Satana rappresenta il polo negativo, che unito all’altro, appena potenziale tra i mortali, produce la trasformazione dell’uomo rosso in verde (Osiride). L’Idumea, la terra di Esaù (Edom, rosso come Adam), equivale alla regione di Us, dove vive Giobbe, abituato a vantarsi di “avere”, possedere, fin quando non passò definitivamente al piano dell’«essere».

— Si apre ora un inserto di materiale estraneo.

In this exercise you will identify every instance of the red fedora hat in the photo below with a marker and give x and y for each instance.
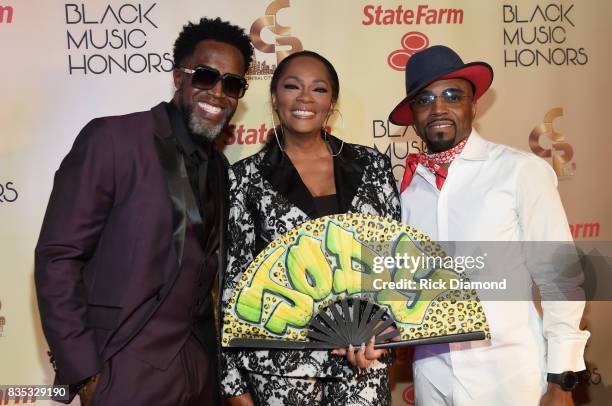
(437, 63)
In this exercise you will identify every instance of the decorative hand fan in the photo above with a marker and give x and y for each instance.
(329, 283)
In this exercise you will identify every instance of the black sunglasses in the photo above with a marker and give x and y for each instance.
(449, 96)
(205, 78)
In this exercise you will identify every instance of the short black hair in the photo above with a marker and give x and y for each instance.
(216, 30)
(282, 66)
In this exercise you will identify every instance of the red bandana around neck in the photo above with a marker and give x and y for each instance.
(431, 162)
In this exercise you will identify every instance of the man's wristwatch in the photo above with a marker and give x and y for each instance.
(568, 380)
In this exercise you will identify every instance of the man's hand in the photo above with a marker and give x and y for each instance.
(240, 400)
(555, 396)
(86, 393)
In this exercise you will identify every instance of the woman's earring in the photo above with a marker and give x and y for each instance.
(274, 129)
(325, 135)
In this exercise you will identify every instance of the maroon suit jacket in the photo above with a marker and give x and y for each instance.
(112, 238)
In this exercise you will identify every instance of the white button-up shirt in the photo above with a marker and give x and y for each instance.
(497, 193)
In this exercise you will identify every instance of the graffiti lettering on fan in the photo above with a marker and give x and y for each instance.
(315, 269)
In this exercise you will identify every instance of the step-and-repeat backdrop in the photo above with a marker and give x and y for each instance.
(64, 63)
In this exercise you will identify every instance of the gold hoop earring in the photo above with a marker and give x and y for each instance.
(325, 134)
(341, 119)
(274, 129)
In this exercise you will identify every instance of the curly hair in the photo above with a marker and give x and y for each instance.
(209, 29)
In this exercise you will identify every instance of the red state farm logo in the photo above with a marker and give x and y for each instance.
(412, 42)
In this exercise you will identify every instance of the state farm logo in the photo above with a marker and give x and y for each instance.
(284, 43)
(412, 42)
(560, 152)
(422, 14)
(8, 193)
(6, 14)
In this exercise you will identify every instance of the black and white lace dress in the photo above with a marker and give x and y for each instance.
(268, 198)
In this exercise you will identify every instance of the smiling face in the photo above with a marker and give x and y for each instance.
(443, 125)
(303, 96)
(207, 112)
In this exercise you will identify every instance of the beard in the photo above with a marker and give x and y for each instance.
(198, 126)
(436, 142)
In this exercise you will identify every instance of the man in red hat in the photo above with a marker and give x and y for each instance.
(466, 188)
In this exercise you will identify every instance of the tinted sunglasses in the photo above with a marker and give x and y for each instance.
(449, 96)
(205, 78)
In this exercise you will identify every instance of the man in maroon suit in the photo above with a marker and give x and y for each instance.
(134, 235)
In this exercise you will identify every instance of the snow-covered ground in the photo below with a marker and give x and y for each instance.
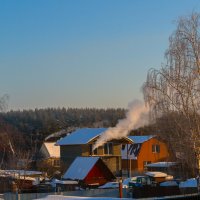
(59, 197)
(192, 182)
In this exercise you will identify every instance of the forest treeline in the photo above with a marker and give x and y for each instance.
(33, 126)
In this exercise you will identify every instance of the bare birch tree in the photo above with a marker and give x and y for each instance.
(173, 92)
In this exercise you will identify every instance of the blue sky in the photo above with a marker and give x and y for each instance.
(83, 53)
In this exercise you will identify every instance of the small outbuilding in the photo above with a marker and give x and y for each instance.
(89, 171)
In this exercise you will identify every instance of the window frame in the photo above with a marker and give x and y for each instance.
(109, 148)
(155, 148)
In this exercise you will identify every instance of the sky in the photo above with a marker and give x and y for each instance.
(83, 53)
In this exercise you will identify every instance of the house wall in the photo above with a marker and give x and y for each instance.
(69, 152)
(67, 155)
(113, 161)
(146, 154)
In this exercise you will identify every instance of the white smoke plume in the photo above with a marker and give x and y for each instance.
(136, 116)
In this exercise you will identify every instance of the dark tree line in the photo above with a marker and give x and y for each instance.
(29, 128)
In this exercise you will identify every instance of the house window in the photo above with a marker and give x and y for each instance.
(156, 148)
(145, 163)
(108, 148)
(56, 163)
(92, 152)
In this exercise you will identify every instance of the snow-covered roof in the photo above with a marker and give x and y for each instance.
(156, 174)
(81, 136)
(140, 139)
(53, 149)
(162, 164)
(80, 168)
(20, 172)
(168, 183)
(192, 182)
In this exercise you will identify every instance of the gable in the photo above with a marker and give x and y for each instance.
(80, 168)
(131, 151)
(50, 150)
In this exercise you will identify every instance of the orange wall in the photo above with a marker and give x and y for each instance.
(146, 153)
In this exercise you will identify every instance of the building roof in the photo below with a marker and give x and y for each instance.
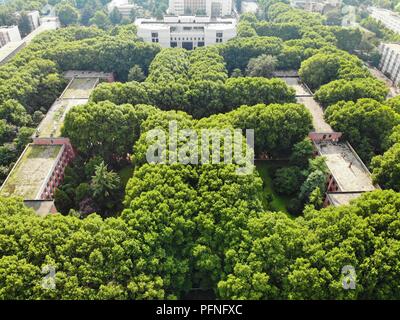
(348, 170)
(77, 93)
(342, 198)
(42, 207)
(393, 46)
(31, 172)
(152, 23)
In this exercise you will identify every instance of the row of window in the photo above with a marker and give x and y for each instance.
(188, 45)
(187, 39)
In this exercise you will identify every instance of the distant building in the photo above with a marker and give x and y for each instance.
(389, 19)
(390, 61)
(9, 34)
(316, 5)
(124, 7)
(211, 8)
(348, 176)
(40, 169)
(34, 19)
(187, 32)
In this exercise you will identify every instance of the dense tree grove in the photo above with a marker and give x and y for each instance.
(179, 227)
(366, 123)
(151, 252)
(351, 90)
(196, 83)
(33, 79)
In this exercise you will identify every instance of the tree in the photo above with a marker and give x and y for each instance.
(104, 182)
(101, 20)
(262, 66)
(288, 180)
(386, 168)
(365, 123)
(238, 51)
(67, 14)
(136, 74)
(316, 179)
(14, 112)
(302, 152)
(319, 69)
(236, 73)
(351, 90)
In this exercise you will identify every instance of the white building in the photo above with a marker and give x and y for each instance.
(390, 61)
(9, 34)
(389, 19)
(315, 5)
(211, 8)
(186, 32)
(34, 19)
(123, 6)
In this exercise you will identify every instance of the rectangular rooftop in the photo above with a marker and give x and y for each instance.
(77, 93)
(31, 171)
(346, 167)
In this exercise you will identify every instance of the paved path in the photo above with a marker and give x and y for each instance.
(304, 96)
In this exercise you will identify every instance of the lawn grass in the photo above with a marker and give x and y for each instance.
(31, 171)
(264, 169)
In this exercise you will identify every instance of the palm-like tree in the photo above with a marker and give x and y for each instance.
(104, 181)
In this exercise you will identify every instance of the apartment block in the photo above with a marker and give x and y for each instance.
(211, 8)
(9, 34)
(389, 19)
(187, 32)
(390, 61)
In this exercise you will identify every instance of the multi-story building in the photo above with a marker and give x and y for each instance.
(315, 5)
(34, 19)
(389, 19)
(187, 32)
(124, 7)
(9, 34)
(211, 8)
(40, 169)
(390, 61)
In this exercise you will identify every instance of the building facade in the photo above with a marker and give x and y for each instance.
(316, 5)
(124, 7)
(211, 8)
(187, 32)
(389, 19)
(34, 19)
(390, 61)
(9, 34)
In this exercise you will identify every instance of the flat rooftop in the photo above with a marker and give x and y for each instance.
(42, 207)
(393, 46)
(77, 93)
(342, 198)
(80, 88)
(87, 74)
(346, 167)
(31, 171)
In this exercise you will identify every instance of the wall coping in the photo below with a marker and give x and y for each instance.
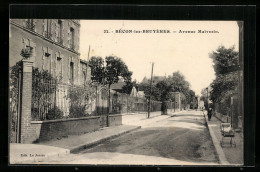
(70, 119)
(64, 120)
(116, 115)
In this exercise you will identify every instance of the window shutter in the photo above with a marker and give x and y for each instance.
(69, 37)
(76, 37)
(24, 22)
(44, 27)
(52, 30)
(34, 24)
(57, 31)
(62, 33)
(43, 57)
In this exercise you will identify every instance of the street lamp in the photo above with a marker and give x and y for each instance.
(207, 98)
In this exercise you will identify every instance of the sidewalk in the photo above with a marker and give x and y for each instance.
(43, 151)
(227, 155)
(28, 153)
(73, 143)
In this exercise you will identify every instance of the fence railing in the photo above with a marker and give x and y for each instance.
(54, 96)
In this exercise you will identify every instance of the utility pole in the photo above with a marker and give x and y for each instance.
(149, 102)
(207, 98)
(88, 52)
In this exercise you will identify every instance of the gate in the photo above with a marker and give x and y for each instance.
(15, 107)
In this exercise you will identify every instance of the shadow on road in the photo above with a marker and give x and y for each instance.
(167, 142)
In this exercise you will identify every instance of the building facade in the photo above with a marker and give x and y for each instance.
(56, 46)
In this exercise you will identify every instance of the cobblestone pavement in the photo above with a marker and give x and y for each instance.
(234, 155)
(182, 138)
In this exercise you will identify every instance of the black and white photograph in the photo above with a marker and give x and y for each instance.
(126, 92)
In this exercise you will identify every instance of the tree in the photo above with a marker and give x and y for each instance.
(155, 95)
(226, 65)
(97, 69)
(109, 73)
(225, 60)
(203, 96)
(165, 87)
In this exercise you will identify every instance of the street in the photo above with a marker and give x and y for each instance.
(167, 139)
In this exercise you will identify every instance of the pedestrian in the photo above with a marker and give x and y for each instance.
(209, 113)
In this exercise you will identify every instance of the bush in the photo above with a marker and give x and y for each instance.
(77, 111)
(54, 113)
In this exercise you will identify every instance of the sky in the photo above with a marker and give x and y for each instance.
(170, 52)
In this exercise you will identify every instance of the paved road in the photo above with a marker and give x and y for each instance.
(171, 140)
(182, 137)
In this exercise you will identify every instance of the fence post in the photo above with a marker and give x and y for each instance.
(26, 100)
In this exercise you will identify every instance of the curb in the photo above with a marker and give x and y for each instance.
(219, 150)
(94, 143)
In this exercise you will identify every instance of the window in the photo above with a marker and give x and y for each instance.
(71, 72)
(30, 24)
(59, 68)
(60, 32)
(72, 38)
(84, 78)
(48, 33)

Dagli inferi ascende solo chi intercetta questa luce «essenziale», discernendo il sottile da ciò che è destinato a rimanere denso. Fu per questo che Orfeo (᾿Ορϕεύς, da cui ὀρϕανός, privato, vedovo), figlio di Eagro (Οἴαγρος, "solitario agreste"), a causa del morso d’un serpente, perse la sua Euridice (Εὐρυδίκη), colei che stende lontano la propria “giustizia” (δίκη), rende più ampia (εὐρύς, vasta) la giurisdizione sulle cose di cui vuole appropriarsi, in quell’incaponirsi a riemergere nella coscienza ordinaria; e non sentendo dietro di sé i passi di chi era ombra, Orfeo si voltò, non adempiendo alla promessa. Avvertire lo stimolo dell’amore divino non significa provarlo e, se ci si limita a concettualizzarlo, lo si racchiude ancor più costrittivamente in quegli schemi mentali dai quali non lo si potrà mai più liberare.